En 1942 est publié Le mythe de Sisyphe d’Albert Camus en même temps que L’étranger. L’essai et le roman s’inscrivent dans ce que l’auteur nomme le cycle de l’absurde. L’homme prend conscience de la vanité de sa recherche de sens et de clarté dans un monde inintelligible, dépourvu de Dieu et par conséquent de vérités et de valeurs éternelles.

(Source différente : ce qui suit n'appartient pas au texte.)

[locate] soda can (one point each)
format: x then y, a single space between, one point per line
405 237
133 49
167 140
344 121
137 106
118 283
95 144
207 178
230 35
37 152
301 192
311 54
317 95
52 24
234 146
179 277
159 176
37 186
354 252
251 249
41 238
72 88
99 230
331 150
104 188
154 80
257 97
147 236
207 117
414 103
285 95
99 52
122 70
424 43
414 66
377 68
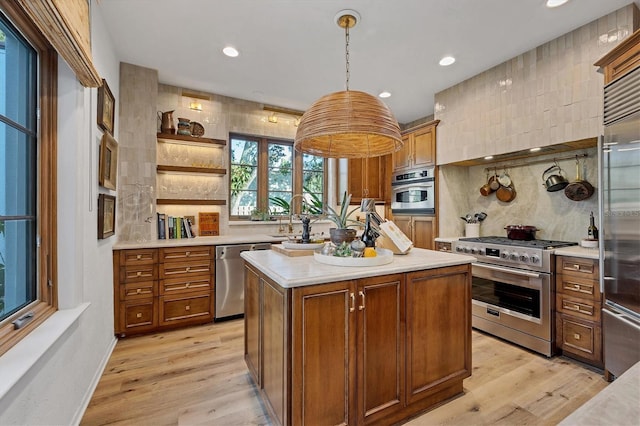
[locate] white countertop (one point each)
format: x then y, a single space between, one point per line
577 251
617 404
200 241
291 272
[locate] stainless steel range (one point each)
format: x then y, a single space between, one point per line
512 291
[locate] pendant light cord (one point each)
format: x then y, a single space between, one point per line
346 37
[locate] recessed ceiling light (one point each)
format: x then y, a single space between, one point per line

C’est la première fois que cet essai est porté à la scène. Dans l’adaptation qu’en fait Pierre Martot chaque phrase est de Camus. On retrouve la progression de sa pensée que l’on peut rappeler ici. Il n’y a qu’un problème philosophique vraiment sérieux, juger si la vie vaut, ou ne vaut pas, d’être vécue. L’absurde vient de ce qu’une grande partie de la vie est construite sur l’espoir de demain, mais celui-ci est notre pire ennemi puisqu’il nous rapproche de l’ennemi ultime, la mort. Ce n’est pas le monde en lui-même qui est absurde, l’absurde naît de la confrontation entre l’appel à la clarté, qui résonne au plus profond de l’homme, et « le silence déraisonnable d’un monde irrationnel ». Mais cet état de l’absurde, il s’agit d’y vivre. On peut se résigner au consentement, en choisissant le suicide, ou choisir la révolte, seul moyen de vivre sa vie dans un monde absurde. La joie absurde est dans la création et Camus prend l’exemple du théâtre et de l’acteur qui ne s’exprime que dans l’apparence illustrant tous les jours l’adage « le paraître fait l’être ». Il s’intéresse ensuite au mythe de Sisyphe condamné par les Dieux à pousser inlassablement un rocher vers le sommet de la montagne, d’où il retombe inéluctablement, obligeant Sisyphe à recommencer. Avoir conscience de sa défaite inéluctable est déjà une révolte, une révolution contre les Dieux. La lutte vers le sommet suffit à remplir son cœur et dit Camus « on peut imaginer un Sisyphe heureux ».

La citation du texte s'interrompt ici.